Pihak Jepang sendiri khususnya partai liberal demokrat (LDP) telah membentuk tim khusus yang dipimpin Akira Amari (Sekjen LDP) untuk menangani masalah semikonduktor sejak jaman PM Suga hingga kini.
Untuk memahami pengertian krisis ini, kita perlu melihat kembali sejarah semikonduktor.
Di masa lalu, industri semikonduktor Jepang adalah pemimpin utama di dunia. Pada paruh kedua tahun 1980-an, pangsa pasar global Jepang lebih dari 50%.
Dengan enam pabrikan Jepang di 10 besar pangsa pasar, situasinya jauh di belakang Amerika Serikat yang menempati peringkat kedua.
Saat itu, Jepang pandai dalam model "integrasi vertikal". Itu adalah metode yang menangani segalanya mulai dari desain hingga produksi di rumah.
Namun, fabel yang memisahkan desain dan produksi, lambat laun akan menjadi mainstream di dunia.
Pabrikan Jepang melewatkan tren "pembagian kerja horizontal" di mana fabels, tidak ada pabrik, dikhususkan untuk desain tanpa pabrik, dan mengalihkan produksi ke pabrikan khusus lainnya.
Juga, pada akhir 1990-an, Jepang mengalami krisis keuangan yang serius dan kemerosotan ekonomi, sehingga tidak mungkin bagi produsen untuk melakukan investasi drastis dalam R&D.
Pabrikan Jepang dengan cepat kehilangan daya saing mereka di dunia tanpa kemampuan pemerintah untuk menggambar strategi semikonduktor yang jelas dan tanpa dukungan keuangan yang drastis.
Pada peringkat 2020, hanya satu pabrikan Jepang yang masuk 10 besar yaitu perusahaan memory Toshiba, Kioxia Co.Ltd.
Pabrikan Jepang masih kompetitif di bidang tertentu. Menurut perusahaan riset Inggris Omdia, mantan Toshiba Memory Kioxia adalah yang terbesar kedua di dunia dalam bidang "memori flash NAND" yang digunakan untuk kartu SD untuk penyimpanan data.
Selain itu, "semikonduktor daya" yang mengubah listrik menjadi daya digunakan di berbagai mesin industri, dan perusahaan Jepang seperti Mitsubishi Electric dan Fuji Electric menempati pangsa pasar yang tinggi.
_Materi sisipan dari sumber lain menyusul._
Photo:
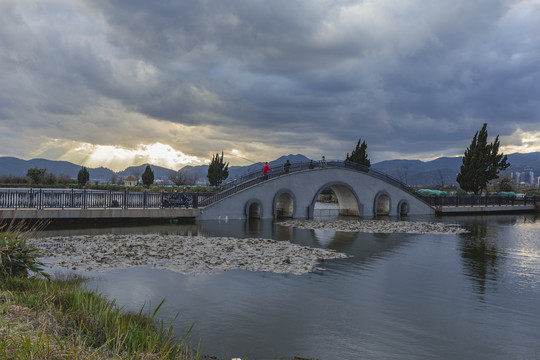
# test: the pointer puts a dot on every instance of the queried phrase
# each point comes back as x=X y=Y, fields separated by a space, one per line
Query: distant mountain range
x=412 y=172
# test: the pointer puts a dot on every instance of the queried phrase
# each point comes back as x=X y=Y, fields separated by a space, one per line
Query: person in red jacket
x=266 y=169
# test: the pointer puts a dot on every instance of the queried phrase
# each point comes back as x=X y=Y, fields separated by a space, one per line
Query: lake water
x=400 y=296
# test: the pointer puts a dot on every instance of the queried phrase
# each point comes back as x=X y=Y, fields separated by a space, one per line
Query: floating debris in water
x=377 y=226
x=183 y=254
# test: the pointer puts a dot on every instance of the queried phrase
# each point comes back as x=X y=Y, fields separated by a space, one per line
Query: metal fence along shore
x=87 y=199
x=14 y=198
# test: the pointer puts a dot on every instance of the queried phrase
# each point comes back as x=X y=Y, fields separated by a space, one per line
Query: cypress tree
x=83 y=177
x=481 y=163
x=218 y=171
x=359 y=154
x=148 y=176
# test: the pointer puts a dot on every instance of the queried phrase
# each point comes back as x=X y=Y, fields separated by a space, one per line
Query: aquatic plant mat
x=184 y=254
x=377 y=226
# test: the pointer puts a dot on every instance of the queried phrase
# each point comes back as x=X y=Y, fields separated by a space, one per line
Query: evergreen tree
x=481 y=163
x=83 y=177
x=148 y=176
x=359 y=154
x=37 y=175
x=218 y=170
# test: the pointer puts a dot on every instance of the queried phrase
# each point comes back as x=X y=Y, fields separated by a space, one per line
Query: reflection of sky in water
x=400 y=296
x=324 y=237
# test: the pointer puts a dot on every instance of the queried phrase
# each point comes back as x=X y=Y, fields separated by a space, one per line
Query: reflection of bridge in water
x=360 y=191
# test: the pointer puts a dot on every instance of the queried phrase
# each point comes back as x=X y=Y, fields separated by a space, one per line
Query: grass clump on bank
x=43 y=318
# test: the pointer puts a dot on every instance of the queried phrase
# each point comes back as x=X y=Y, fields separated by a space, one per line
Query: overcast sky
x=119 y=82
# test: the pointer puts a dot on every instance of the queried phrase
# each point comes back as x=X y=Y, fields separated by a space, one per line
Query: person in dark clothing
x=287 y=166
x=266 y=169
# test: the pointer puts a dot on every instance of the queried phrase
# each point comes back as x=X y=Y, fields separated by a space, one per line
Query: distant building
x=130 y=181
Namun, dimungkinkan untuk membuat semikonduktor logika tingkat lanjut yang artinya, mampu memproses aritmatika tingkat lanjut, yang sangat diperlukan di bidang-bidang seperti AI = kecerdasan buatan, 5G, pusat data, dan penggerak otonom, yang diperkirakan akan berkembang pesat di masa depan, di Jepang.
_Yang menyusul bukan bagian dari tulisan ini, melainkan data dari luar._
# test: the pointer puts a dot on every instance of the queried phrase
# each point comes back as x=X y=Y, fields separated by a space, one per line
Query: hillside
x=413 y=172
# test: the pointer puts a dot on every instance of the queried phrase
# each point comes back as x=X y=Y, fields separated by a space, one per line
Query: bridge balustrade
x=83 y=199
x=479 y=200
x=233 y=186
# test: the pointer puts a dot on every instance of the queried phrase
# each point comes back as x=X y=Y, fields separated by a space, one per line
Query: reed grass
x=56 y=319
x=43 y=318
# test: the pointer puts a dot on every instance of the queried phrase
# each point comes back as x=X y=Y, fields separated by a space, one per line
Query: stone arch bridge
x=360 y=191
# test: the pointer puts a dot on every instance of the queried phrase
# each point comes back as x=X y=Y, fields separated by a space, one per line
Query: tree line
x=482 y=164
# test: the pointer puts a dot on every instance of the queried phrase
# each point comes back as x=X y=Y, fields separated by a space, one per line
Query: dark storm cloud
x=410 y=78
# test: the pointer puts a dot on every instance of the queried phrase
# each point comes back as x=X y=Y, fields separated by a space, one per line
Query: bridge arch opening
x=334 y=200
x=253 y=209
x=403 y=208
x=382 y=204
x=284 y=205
Seorang pejabat dari produsen semikonduktor dengan tegas menjelaskan situasinya, dengan mengatakan, "Jepang tertinggal tiga atau empat putaran di belakang dunia."
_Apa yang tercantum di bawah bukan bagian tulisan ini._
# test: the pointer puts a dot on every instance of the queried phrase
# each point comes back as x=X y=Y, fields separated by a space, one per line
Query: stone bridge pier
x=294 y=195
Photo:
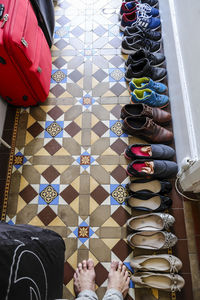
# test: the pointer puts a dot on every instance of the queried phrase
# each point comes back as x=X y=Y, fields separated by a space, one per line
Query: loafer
x=152 y=169
x=147 y=129
x=146 y=33
x=158 y=263
x=149 y=98
x=155 y=59
x=160 y=281
x=151 y=222
x=147 y=83
x=158 y=115
x=130 y=44
x=144 y=69
x=152 y=240
x=149 y=202
x=150 y=151
x=149 y=186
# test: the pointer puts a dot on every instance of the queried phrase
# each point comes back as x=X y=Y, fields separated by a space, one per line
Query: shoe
x=141 y=19
x=149 y=98
x=166 y=282
x=154 y=151
x=144 y=69
x=147 y=129
x=152 y=240
x=152 y=169
x=155 y=59
x=130 y=44
x=149 y=202
x=147 y=83
x=158 y=263
x=149 y=186
x=146 y=33
x=151 y=222
x=128 y=7
x=158 y=115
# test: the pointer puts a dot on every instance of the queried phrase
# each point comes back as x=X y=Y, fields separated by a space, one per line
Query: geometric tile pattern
x=68 y=169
Dari 2018 hingga 2019 pemerintah sangat menyadari bahwa mereka harus memperkuat semikonduktor bahkan jika perlu dengan mengundang produsen luar negeri.
Kementerian Ekonomi, Perdagangan, dan Industri resah dengan tindakan pemerintahan Trump di Amerika Serikat saat itu.
Amerika Serikat telah memperkuat sikapnya terhadap China, dan pada Desember 2018, Meng Wanzhou Wakil Chairman Huawei yang dianggap sebagai raksasa peralatan telekomunikasi ditangkap di Kanada atas permintaan Departemen Kehakiman AS.
Pada Mei 2019, Presiden Trump saat itu menandatangani perintah eksekutif yang melarang Huawei dan lainnya menjual komponen elektronik tanpa izin dari pemerintah AS.
Di Kementerian Ekonomi, Perdagangan, dan Industri, jika pergerakan ini semakin cepat, mereka mewaspadai risiko Jepang tidak dapat memperoleh semikonduktor dari China, yang bergantung pada lebih dari 8%.
Selanjutnya, jika ketegangan antara China dan Taiwan meningkat, dan jika China menyerang Taiwan dengan paksa, semikonduktor dari Taiwan, yang bergantung pada lebih dari 26%, tidak akan tersedia, dan industri Jepang akan terganggu.
Para birokrat mengungkapkan perasaan mereka dalam wawancara kami bahwa mereka merasakan krisis yang kuat saat ini.
Produksi semikonduktor Jepang ingin dibangkitkan kembali tetapi menghadapi masalah dalam negeri pula.
Oleh karena itu perlu mempromosikan digitalisasi terkait dengan sudut pandang penurunan angka kelahiran dan populasi yang menua dan kekurangan tenaga kerja.
Namun apakah mungkin untuk membangun kembali industri digital, yang merupakan pengguna semikonduktor, agar tidak menyebabkan kekosongan industri?
Jepang tampaknya kini merasakan bahwa itu akan menjadi divisi khusus yang akan merevitalisasi semikonduktor negeri Sakura ini dan industri secara keseluruhan kalau memang mau bangkit kembali.